Chromebooks are a portable laptop computer that are networked together for ease of access to shared resources.

"We have mobile Chromebook carts with charging stations that are shared between teachers. They can accommodate a whole class," said Douvikas.

Netbooks

As a low-cost, low-weight notebook-style computer, Netbooks offer a compact size suitable for students of elementary school age.

"They are designed for students to take quizzes on ACE reading tests," Douvikas said.

Also available is an online language class called Mango.

"It offers six different languages -- English, Spanish, Italian, Mandarin, Russian and French," said Douvikas.

Redcats

According to the manufacturer, Redcat audio systems use "exciter" technology to enhance voice intelligibility and distribute sound evenly throughout a classroom.

"Red cats are a speaker setup specifically designed for teachers," said Douvikas. "They are like a microphone. It amplifies and clarifies voices anywhere in the room."

Mimeos

Like the blackboard of old, Mimeos are used to display a lesson class-wide.

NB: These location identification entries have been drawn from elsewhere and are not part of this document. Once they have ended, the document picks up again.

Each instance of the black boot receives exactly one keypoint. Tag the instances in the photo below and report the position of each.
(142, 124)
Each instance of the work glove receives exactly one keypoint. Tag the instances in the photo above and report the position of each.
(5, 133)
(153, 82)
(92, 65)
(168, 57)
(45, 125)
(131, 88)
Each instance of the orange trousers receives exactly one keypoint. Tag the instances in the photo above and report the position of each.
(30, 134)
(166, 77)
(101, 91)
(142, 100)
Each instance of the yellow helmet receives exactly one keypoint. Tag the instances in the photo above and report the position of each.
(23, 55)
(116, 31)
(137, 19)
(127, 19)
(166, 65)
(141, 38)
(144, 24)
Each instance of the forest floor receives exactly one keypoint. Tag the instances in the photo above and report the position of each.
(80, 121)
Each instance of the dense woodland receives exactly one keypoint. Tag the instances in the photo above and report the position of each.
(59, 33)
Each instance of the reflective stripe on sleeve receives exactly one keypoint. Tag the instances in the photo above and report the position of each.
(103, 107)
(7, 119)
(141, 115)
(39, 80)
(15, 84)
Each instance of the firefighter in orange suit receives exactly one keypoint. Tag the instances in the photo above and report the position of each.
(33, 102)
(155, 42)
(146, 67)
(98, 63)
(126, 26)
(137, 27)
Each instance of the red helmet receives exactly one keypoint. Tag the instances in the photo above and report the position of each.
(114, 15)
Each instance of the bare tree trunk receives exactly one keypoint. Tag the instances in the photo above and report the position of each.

"Teachers can project lessons onto a whiteboard," Douvikas said.

Computer lab

New this year at Cottonwood Elementary School is a dedicated computer lab filled with desktop computers.

According to Kathy Epperson, technology director, the computers were purchased from Yavapai County for $1 each when the county upgraded their equipment.

The networked desktop computers enable a roomful of students to access the same computer program at once. This is particularly useful during group testing and online lessons.

Equal access to resources

In an area as diverse as Cottonwood, school officials agree that technology helps to create a more level playing field in public education, as well as to expand a student's knowledge of the opportunities in life.

"It comes-up to an equity thing. It gives every kid an option to explore what's out there," King said.